Furthermore, topically applied FR agents ((i) above) are generally not as durable as those which are incorporated into the fabric during the extrusion of the fiber ((ii) above).

Thus, the topically applied FR agent ((i) above) may be washed off during the laundry cycle, and in these cases the expensive and burdensome dry cleaning of the textile has to be used.

The use of aromatic bromines as flame retardants for textiles, however, suffers major disadvantages including, for example, high bromine content demand, high dry add-on and / or binder demand, and a need to add compounds which enhance the flame retardancy.

It is extremely undesirable to apply on a textile a flame retardant formulation in large amounts (also termed “high add-on”) since high additive concentrations on the dry fabric results in inferior fabric properties, as well as increased cost of production.

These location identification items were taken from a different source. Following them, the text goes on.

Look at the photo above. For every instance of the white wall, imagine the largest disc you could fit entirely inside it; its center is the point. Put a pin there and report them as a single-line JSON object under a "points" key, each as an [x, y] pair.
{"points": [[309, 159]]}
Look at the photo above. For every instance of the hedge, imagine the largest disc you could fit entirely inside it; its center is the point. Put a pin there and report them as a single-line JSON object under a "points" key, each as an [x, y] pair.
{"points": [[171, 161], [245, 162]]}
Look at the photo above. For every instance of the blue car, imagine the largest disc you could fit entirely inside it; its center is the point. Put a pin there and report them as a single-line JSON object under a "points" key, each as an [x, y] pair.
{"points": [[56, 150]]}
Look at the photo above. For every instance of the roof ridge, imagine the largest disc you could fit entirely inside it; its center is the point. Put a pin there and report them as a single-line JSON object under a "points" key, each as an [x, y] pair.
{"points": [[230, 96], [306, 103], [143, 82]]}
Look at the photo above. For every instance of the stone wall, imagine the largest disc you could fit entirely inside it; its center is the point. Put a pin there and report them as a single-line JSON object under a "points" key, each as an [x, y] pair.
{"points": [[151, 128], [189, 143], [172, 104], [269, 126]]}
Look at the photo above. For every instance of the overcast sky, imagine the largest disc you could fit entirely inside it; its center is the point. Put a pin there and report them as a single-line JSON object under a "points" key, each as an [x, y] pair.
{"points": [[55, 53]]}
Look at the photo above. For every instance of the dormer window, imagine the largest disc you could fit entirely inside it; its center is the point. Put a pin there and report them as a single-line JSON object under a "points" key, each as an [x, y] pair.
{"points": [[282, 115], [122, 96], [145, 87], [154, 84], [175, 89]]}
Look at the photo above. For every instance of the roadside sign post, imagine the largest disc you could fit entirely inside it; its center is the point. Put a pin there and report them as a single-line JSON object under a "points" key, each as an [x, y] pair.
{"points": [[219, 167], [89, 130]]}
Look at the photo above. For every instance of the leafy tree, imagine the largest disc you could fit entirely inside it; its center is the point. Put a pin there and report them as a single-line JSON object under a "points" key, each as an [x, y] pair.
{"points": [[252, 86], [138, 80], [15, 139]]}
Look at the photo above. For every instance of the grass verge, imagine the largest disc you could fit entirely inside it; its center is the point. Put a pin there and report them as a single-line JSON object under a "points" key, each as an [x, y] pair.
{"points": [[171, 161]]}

In addition, application of the noted flame retardants on fabrics may result in streak marks on dark fabrics, excessive dripping during combustion of thermoplastic fibers, relatively high level of smoldering and a general instability of the flame retardant dispersion which may prevent a uniform application thereof on the fabric.

Most of these drawbacks are inherent to the aromatic bromine compounds currently in use.

But both ammonium polyphosphate and melamine polyphosphate are difficult to mill to average particle sizes of less than 50 microns, and even more difficult to mill to average particle sizes of less that 20 microns.